Segundo o pesquisador da Embrapa Hortaliças, Nuno Madeira, a expectativa é ampliar a presença dessas espécies na agricultura familiar, na agricultura urbana e em hortas domésticas e escolares.
“A oferta dessas cultivares, aliada às orientações de cultivo, deve contribuir para ampliar a produção, a comercialização e o consumo dessas hortaliças”, afirma.
Culturas resistentes e com elevado valor nutricional
As Pancs são espécies que ainda possuem cadeias produtivas pouco estruturadas, mas apresentam características que despertam o interesse de produtores e consumidores. Entre os diferenciais estão a rusticidade, a resistência a pragas e doenças, a menor necessidade de insumos e o elevado valor nutricional.
Para o pesquisador, essas características são resultado de séculos de adaptação natural e também contribuem para sistemas produtivos mais resilientes às mudanças climáticas. Além disso, muitas dessas espécies fazem parte da culinária tradicional de diversas regiões brasileiras e carregam conhecimentos transmitidos por comunidades ao longo de gerações.
Bertalha suporta temperaturas elevadas

A cultivar ‘BRS Tereverde’ é a primeira variedade de bertalha com padrão produtivo e características agronômicas definidas. A planta apresenta boa adaptação ao calor, suportando temperaturas de até 40°C.
Validada nas regiões Centro-Oeste, Sul e Sudeste, a cultivar pode alcançar produtividade entre 40 e 60 toneladas por hectare, em sucessivos cortes realizados durante a mesma safra.

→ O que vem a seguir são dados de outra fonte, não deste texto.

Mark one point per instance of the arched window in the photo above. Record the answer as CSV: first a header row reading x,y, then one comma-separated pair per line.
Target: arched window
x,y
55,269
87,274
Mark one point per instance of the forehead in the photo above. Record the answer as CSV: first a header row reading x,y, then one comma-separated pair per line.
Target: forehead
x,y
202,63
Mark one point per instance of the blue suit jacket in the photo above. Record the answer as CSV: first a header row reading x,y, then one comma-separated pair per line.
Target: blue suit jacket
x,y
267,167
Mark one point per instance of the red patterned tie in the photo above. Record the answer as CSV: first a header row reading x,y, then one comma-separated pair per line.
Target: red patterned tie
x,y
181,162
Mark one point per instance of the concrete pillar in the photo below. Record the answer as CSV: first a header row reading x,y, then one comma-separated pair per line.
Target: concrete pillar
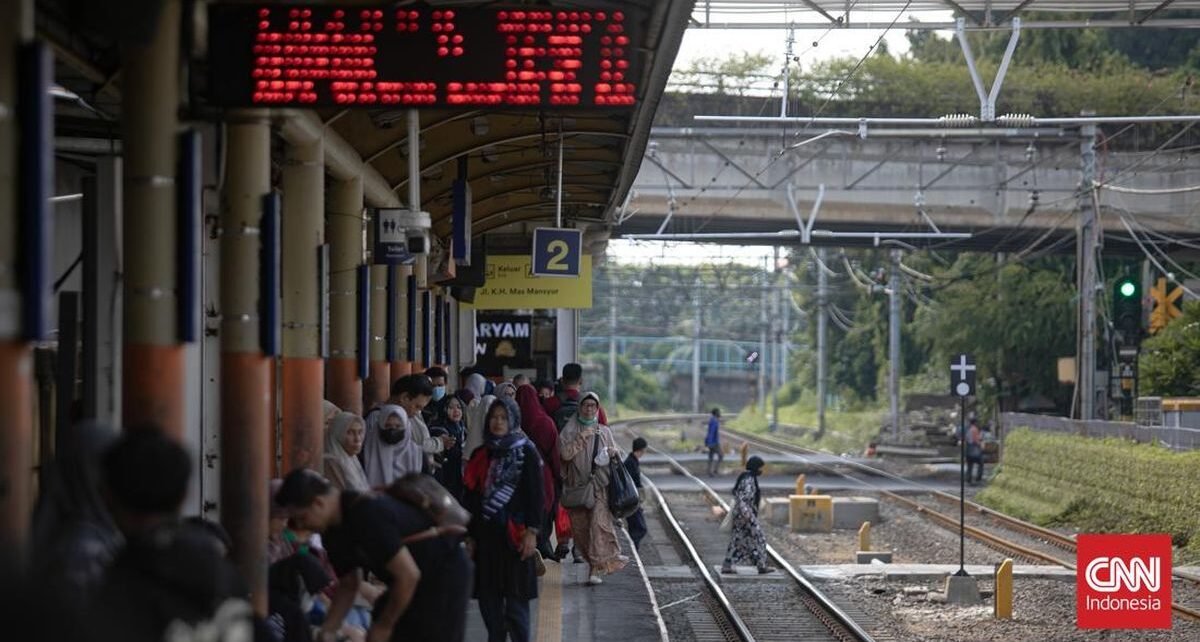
x,y
565,337
378,382
154,359
343,228
16,359
101,276
246,427
303,369
402,365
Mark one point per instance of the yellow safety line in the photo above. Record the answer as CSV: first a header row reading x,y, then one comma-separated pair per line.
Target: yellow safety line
x,y
550,605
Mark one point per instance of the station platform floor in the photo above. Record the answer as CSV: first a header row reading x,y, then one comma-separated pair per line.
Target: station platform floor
x,y
567,609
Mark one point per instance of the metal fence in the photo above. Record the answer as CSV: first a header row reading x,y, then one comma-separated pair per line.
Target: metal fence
x,y
1175,437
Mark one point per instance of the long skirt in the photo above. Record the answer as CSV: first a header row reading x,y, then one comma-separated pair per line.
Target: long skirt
x,y
597,538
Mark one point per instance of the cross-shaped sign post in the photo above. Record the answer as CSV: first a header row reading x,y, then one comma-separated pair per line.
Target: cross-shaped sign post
x,y
963,378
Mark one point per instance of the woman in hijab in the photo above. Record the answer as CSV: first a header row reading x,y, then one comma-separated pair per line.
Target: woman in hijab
x,y
343,442
475,412
389,450
587,447
540,429
75,538
748,543
504,495
450,474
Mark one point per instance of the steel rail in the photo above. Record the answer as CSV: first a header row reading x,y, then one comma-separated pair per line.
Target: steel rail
x,y
839,623
951,522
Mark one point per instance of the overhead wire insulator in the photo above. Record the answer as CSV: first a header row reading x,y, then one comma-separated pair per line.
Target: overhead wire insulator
x,y
958,120
1017,120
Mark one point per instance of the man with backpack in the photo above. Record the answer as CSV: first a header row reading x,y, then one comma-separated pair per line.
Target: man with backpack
x,y
424,564
565,403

Também conhecida como espinafre-de-malabar, a bertalha é rica em fibras, vitaminas A e C, além de minerais como cálcio e ferro. Outro diferencial é a boa conservação pós-colheita, com folhas que permanecem adequadas para consumo por até quatro dias em temperatura ambiente.

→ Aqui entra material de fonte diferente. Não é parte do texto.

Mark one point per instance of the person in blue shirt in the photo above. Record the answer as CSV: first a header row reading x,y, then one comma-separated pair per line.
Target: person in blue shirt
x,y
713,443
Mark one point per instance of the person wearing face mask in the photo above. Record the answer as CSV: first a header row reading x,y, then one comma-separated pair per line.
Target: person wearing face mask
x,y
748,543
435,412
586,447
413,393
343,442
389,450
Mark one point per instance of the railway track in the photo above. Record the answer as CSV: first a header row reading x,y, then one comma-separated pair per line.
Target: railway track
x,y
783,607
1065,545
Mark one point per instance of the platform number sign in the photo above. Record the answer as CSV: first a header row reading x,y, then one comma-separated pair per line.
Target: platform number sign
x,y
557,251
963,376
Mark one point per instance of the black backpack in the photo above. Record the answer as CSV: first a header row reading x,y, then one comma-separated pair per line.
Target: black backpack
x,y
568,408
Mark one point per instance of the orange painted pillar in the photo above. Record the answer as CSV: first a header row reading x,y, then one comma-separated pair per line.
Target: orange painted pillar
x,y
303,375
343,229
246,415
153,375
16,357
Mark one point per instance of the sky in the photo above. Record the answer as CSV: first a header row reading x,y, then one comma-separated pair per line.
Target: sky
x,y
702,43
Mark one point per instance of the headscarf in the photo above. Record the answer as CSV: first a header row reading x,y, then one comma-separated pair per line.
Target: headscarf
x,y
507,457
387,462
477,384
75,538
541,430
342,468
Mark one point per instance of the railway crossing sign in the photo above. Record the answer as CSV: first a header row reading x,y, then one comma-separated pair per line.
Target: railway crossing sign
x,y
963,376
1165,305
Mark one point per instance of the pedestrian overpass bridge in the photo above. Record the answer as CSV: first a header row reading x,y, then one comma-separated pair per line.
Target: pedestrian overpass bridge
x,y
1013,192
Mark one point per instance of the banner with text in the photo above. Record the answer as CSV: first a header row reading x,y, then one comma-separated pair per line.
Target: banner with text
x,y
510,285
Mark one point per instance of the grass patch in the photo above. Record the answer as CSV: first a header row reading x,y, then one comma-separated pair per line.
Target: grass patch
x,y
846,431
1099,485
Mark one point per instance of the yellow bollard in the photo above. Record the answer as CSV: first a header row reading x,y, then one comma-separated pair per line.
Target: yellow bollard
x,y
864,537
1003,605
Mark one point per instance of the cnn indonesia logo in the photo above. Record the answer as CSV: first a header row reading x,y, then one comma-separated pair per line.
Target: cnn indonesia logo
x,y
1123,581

Caruru se destaca pelo teor de proteínas

Já a cultivar ‘BRS Ilekalu’ é a primeira desenvolvida especificamente para o consumo das folhas do caruru. Entre seus principais atributos está o elevado teor de proteínas, que pode chegar a 33,8% nas folhas.
A espécie apresenta rusticidade e adaptação a diferentes tipos de solo e condições climáticas, permitindo cultivo praticamente durante todo o ano em regiões de clima quente.
Outro diferencial é o florescimento tardio, característica que facilita o manejo e evita a produção precoce de sementes, diferenciando a cultivar das espécies consideradas invasoras. Segundo Nuno Madeira, o caruru deve ser consumido cozido, procedimento que melhora a digestibilidade e favorece a absorção dos nutrientes.
Novas cultivares estão em desenvolvimento
A Embrapa informa que o lançamento da bertalha e do caruru é apenas o início de uma série de novas cultivares de Pancs. Nos próximos anos, materiais como almeirão-roxo e vinagreira também deverão chegar ao mercado.
A expectativa é ampliar a diversidade nas hortas e fortalecer sistemas de produção de base agroecológica, especialmente na agricultura familiar e em ambientes urbanos.
Além do desenvolvimento de cultivares, a Embrapa promove anualmente o Encontro Nacional de Hortaliças Não Convencionais (HortPANC), evento voltado à troca de conhecimentos entre pesquisadores, agricultores, nutricionistas e profissionais da gastronomia, contribuindo para ampliar a visibilidade dessas espécies no país.